Don’t get me wrong. I’ve rolled up my fair share of 1hp fighters, and I’ve liked it. But if you throw too many random numbers together, it starts to feel meaningless. If I roll 1d6 for my hit points, and you roll 1d6 for your damage, that’s just a straight-up 50/50 chance that I’ll live or die. A coin flip with extra steps.

What I’m thinking is that Fighters start at 8 hit points, and gain 3 each level. Specialists start at 6 hit points, and gain 2 per level. Magic Users start at 4 hit points, and gain 1 per level. And, lastly, all damage is rolled using a single d6.
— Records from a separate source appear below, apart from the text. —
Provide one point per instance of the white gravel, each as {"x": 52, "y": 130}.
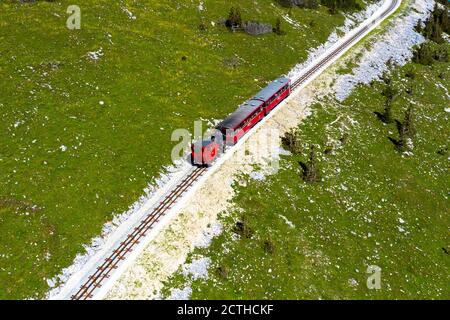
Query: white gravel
{"x": 395, "y": 46}
{"x": 351, "y": 22}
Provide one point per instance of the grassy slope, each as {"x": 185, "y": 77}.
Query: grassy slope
{"x": 114, "y": 150}
{"x": 373, "y": 207}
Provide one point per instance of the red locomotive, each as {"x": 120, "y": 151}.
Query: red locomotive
{"x": 241, "y": 121}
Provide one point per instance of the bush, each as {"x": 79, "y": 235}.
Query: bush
{"x": 241, "y": 228}
{"x": 257, "y": 28}
{"x": 234, "y": 18}
{"x": 423, "y": 54}
{"x": 437, "y": 23}
{"x": 291, "y": 142}
{"x": 309, "y": 4}
{"x": 269, "y": 246}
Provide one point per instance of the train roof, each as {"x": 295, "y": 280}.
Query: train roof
{"x": 246, "y": 109}
{"x": 237, "y": 117}
{"x": 266, "y": 93}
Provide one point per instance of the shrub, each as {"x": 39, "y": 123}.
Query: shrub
{"x": 257, "y": 28}
{"x": 291, "y": 142}
{"x": 234, "y": 18}
{"x": 242, "y": 229}
{"x": 310, "y": 170}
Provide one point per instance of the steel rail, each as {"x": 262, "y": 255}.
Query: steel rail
{"x": 111, "y": 263}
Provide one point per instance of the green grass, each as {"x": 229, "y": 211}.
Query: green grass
{"x": 374, "y": 206}
{"x": 50, "y": 93}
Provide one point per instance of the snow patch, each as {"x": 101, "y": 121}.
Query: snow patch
{"x": 394, "y": 46}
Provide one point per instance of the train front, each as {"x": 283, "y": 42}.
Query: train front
{"x": 203, "y": 153}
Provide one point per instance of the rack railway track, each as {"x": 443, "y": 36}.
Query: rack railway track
{"x": 109, "y": 264}
{"x": 103, "y": 272}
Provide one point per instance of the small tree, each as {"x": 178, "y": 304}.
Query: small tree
{"x": 310, "y": 169}
{"x": 291, "y": 142}
{"x": 390, "y": 95}
{"x": 277, "y": 29}
{"x": 234, "y": 18}
{"x": 405, "y": 130}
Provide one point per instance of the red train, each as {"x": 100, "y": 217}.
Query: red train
{"x": 230, "y": 130}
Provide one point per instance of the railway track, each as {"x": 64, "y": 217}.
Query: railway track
{"x": 341, "y": 48}
{"x": 104, "y": 271}
{"x": 108, "y": 265}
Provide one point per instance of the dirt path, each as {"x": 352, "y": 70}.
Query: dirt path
{"x": 195, "y": 223}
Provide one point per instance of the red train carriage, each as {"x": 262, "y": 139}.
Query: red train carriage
{"x": 253, "y": 110}
{"x": 203, "y": 153}
{"x": 242, "y": 120}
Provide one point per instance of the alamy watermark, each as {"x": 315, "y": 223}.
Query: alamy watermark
{"x": 74, "y": 20}
{"x": 374, "y": 280}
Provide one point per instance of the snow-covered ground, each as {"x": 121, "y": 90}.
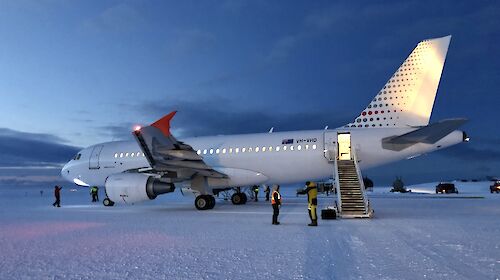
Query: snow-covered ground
{"x": 464, "y": 188}
{"x": 414, "y": 236}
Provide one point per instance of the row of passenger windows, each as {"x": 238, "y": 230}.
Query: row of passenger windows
{"x": 121, "y": 155}
{"x": 256, "y": 149}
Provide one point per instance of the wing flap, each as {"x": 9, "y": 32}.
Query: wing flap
{"x": 166, "y": 154}
{"x": 428, "y": 134}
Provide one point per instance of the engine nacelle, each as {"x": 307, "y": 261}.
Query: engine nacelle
{"x": 135, "y": 187}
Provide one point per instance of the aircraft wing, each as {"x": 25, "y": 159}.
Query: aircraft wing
{"x": 428, "y": 134}
{"x": 169, "y": 157}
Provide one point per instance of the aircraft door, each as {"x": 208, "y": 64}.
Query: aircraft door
{"x": 344, "y": 146}
{"x": 330, "y": 139}
{"x": 94, "y": 157}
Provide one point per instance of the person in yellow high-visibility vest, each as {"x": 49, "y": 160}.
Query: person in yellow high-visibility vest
{"x": 312, "y": 199}
{"x": 276, "y": 203}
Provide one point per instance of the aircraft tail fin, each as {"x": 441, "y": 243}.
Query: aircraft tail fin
{"x": 406, "y": 100}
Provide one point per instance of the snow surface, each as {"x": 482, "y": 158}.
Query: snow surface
{"x": 413, "y": 236}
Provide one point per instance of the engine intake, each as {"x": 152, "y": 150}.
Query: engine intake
{"x": 135, "y": 187}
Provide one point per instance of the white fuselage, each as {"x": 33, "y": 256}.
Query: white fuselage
{"x": 261, "y": 158}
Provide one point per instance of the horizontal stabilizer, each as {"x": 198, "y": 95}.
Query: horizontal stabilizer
{"x": 428, "y": 134}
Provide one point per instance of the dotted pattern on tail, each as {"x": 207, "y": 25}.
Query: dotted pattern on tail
{"x": 395, "y": 99}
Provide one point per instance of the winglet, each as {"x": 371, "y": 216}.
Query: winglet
{"x": 163, "y": 124}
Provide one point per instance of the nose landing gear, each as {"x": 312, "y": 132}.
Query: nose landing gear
{"x": 107, "y": 202}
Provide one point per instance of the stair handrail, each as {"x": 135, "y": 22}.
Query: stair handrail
{"x": 337, "y": 181}
{"x": 360, "y": 179}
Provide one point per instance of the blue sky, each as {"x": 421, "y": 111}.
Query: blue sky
{"x": 75, "y": 73}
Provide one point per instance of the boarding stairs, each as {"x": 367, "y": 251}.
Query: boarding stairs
{"x": 352, "y": 200}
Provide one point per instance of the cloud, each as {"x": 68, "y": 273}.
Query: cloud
{"x": 221, "y": 116}
{"x": 24, "y": 149}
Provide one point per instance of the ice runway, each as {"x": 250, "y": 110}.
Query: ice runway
{"x": 411, "y": 237}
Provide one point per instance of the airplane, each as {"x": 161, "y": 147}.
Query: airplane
{"x": 394, "y": 126}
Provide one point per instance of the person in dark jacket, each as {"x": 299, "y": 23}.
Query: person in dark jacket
{"x": 276, "y": 203}
{"x": 267, "y": 191}
{"x": 57, "y": 194}
{"x": 256, "y": 192}
{"x": 312, "y": 200}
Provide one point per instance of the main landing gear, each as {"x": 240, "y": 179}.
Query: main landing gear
{"x": 239, "y": 198}
{"x": 204, "y": 202}
{"x": 108, "y": 202}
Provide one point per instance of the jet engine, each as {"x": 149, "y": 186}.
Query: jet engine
{"x": 135, "y": 187}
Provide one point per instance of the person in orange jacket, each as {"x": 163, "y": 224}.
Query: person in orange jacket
{"x": 57, "y": 194}
{"x": 276, "y": 203}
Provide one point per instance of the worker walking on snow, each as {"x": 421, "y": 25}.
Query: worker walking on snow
{"x": 312, "y": 199}
{"x": 276, "y": 203}
{"x": 94, "y": 192}
{"x": 57, "y": 194}
{"x": 256, "y": 192}
{"x": 267, "y": 191}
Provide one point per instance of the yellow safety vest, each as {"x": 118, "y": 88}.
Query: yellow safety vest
{"x": 272, "y": 197}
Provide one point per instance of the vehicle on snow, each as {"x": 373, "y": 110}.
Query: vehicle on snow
{"x": 495, "y": 187}
{"x": 446, "y": 188}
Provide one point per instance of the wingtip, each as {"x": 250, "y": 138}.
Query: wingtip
{"x": 163, "y": 124}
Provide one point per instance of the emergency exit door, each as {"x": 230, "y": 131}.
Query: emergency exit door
{"x": 94, "y": 157}
{"x": 344, "y": 146}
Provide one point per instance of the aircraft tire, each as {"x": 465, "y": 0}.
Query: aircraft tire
{"x": 237, "y": 198}
{"x": 211, "y": 201}
{"x": 107, "y": 202}
{"x": 202, "y": 202}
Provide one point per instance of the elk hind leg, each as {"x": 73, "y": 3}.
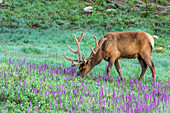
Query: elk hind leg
{"x": 109, "y": 67}
{"x": 149, "y": 62}
{"x": 117, "y": 65}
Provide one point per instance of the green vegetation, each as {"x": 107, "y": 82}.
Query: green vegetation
{"x": 41, "y": 30}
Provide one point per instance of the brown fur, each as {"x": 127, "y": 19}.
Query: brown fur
{"x": 119, "y": 45}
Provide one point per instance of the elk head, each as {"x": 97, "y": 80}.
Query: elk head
{"x": 85, "y": 64}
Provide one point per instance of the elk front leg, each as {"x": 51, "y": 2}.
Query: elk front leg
{"x": 143, "y": 65}
{"x": 117, "y": 65}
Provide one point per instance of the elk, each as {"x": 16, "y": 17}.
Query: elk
{"x": 114, "y": 46}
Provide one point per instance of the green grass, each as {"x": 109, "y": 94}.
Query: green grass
{"x": 41, "y": 30}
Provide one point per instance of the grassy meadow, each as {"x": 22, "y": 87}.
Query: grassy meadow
{"x": 35, "y": 76}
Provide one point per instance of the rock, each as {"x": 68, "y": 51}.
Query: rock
{"x": 110, "y": 10}
{"x": 88, "y": 9}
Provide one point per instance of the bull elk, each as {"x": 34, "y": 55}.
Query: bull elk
{"x": 114, "y": 46}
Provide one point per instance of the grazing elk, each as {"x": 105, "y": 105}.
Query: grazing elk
{"x": 117, "y": 45}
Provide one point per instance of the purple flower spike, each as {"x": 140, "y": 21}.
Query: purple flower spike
{"x": 36, "y": 107}
{"x": 50, "y": 105}
{"x": 35, "y": 91}
{"x": 28, "y": 111}
{"x": 40, "y": 93}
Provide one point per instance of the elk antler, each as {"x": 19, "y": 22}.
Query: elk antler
{"x": 79, "y": 61}
{"x": 101, "y": 41}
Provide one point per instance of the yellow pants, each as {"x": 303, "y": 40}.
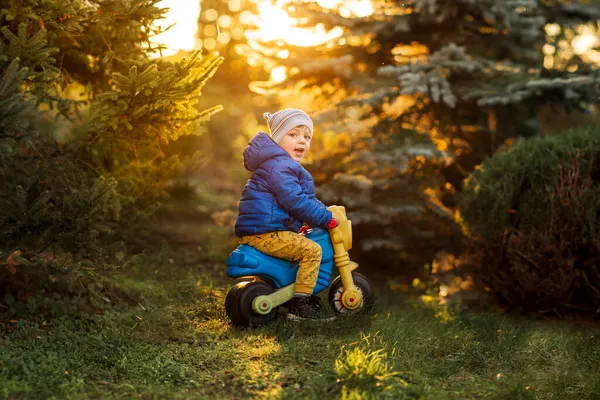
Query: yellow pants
{"x": 293, "y": 247}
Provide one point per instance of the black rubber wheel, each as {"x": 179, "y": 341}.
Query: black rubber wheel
{"x": 238, "y": 303}
{"x": 362, "y": 283}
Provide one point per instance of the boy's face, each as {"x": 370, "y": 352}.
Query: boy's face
{"x": 297, "y": 142}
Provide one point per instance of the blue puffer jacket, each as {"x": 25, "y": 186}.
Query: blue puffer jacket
{"x": 280, "y": 194}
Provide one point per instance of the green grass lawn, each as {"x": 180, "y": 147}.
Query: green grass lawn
{"x": 163, "y": 333}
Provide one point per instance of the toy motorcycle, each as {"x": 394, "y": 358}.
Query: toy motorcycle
{"x": 269, "y": 282}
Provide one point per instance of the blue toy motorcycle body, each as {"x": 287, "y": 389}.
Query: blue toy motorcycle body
{"x": 269, "y": 282}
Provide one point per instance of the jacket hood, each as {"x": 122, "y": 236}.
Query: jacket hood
{"x": 260, "y": 149}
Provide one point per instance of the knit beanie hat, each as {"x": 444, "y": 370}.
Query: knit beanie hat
{"x": 285, "y": 120}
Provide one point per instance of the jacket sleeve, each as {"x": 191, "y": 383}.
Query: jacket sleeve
{"x": 285, "y": 185}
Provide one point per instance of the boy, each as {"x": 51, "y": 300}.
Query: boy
{"x": 279, "y": 197}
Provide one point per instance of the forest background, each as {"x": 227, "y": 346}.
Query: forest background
{"x": 120, "y": 154}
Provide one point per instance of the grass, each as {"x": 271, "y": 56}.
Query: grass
{"x": 163, "y": 333}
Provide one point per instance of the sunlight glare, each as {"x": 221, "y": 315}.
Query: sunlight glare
{"x": 182, "y": 36}
{"x": 275, "y": 24}
{"x": 278, "y": 74}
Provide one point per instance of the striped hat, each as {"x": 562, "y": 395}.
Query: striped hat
{"x": 285, "y": 120}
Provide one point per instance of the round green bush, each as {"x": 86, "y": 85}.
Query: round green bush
{"x": 531, "y": 213}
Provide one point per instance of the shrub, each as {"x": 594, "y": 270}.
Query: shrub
{"x": 532, "y": 215}
{"x": 86, "y": 118}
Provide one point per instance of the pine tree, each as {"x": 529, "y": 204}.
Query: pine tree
{"x": 414, "y": 96}
{"x": 86, "y": 117}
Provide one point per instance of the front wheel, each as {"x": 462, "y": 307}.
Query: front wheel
{"x": 336, "y": 290}
{"x": 238, "y": 303}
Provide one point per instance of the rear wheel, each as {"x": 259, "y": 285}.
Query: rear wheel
{"x": 336, "y": 290}
{"x": 238, "y": 303}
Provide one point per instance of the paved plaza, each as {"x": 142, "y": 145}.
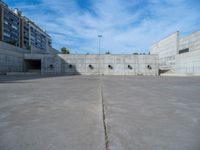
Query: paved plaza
{"x": 99, "y": 113}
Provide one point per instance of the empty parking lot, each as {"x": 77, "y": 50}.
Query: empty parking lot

Now, I’m a pretty dumb guy, but the math on this seems pretty interesting to me. In the first combat of the day, the fighter has literally 0 chance of being taken out by a single hit. They can afford to be a little bold. Specialists could be killed by a single hit, by the chance is low. So they can flirt with combat, but they shouldn’t over commit themselves. Magic users, with their measly 4 hit points, have that 50/50 chance of dying, and so will stay back out of the way.

The way hit points progress reinforces that first level experience. For every 2 levels the fighter gains, they can survive a single max damage hit. The specialist needs 3 levels to get the same. The magic user gets a little more survivability over time, but will always be in serious danger around combat. They need to get to level 4 before they can reliably survive even a single hit, and to level 10 before they could survive a second.

For the record, the cap on damage at 1d6 extends to spells as well. I had originally thought I might eliminate all damaging spells entirely from my next campaign, pushing the MU into a support role. However, I think it could be interesting to allow the MU to learn damage spells, so long as those spells obey the same damage limitation as everything else.

Ability Scores

And now for the real blasphemy: no more ability scores.

I’ve been feeling for a long while that nobody really knows what they want to do with this hallowed old mechanic. Every system seems to run them slightly differently, but in the end it always boils down to the same basic thing. They add small bonuses and penalties to a variety of actions. The only difference is in what actions those bonuses and penalties are applied to, but whatever they are, it’s always underwhelming. Unworthy of the pride of place Ability Scores have in the character creation process.

I understand the appeal of keeping them. It’s the first step in creating any new character, and so ostensibly fundamental to the game that the first words in the LotFP core book are instructions for rolling Ability Scores. For many “roll 3d6 down the line” has become a sort of secret OSR handshake. It’s emblematic of the difference between modern and OSR D&D: no fluff, no hand holding, it just is what it is.

But despite all that emotional significance, I just don’t think they earn their keep. They take time and space which could be put to better use, either with a more interesting replacement, or simply by speeding the whole character creation process up by their absence.

Of course, if you use roll under checks, you’re probably thinking I’m fuggin crazy right now. Roll under checks _do_ make ability scores work. They are an elegant little mechanic with a lot of merit to them, but I don’t use them.

As to what I’ll replace ability scores with, I haven’t got it entirely worked out yet. My thought is to make a little table of bonuses the player can have to specific tasks. Basically doing the same thing ability scores did, but with more focus, and less unused fluff.

3 thoughts on “Breaking the Basics

  1. I typically enjoy breakdowns of basic rules, and this was no exception to that. Question on damage dice, how do you see differentiation between a powerful monster and a much weaker mob dealing a hit? My first thought is that an owlbear striking for the same damage as a lucky kobold would be rather disassociating.

    1. I’ve played in games before where all damage is rolled on 1d6, and it has worked out very well. The scariness of big monsters comes from elements other than raw damage output.
      For example, I might say that if you get hit by an owlbear, the owlbear gets an automatic grapple attempt with you.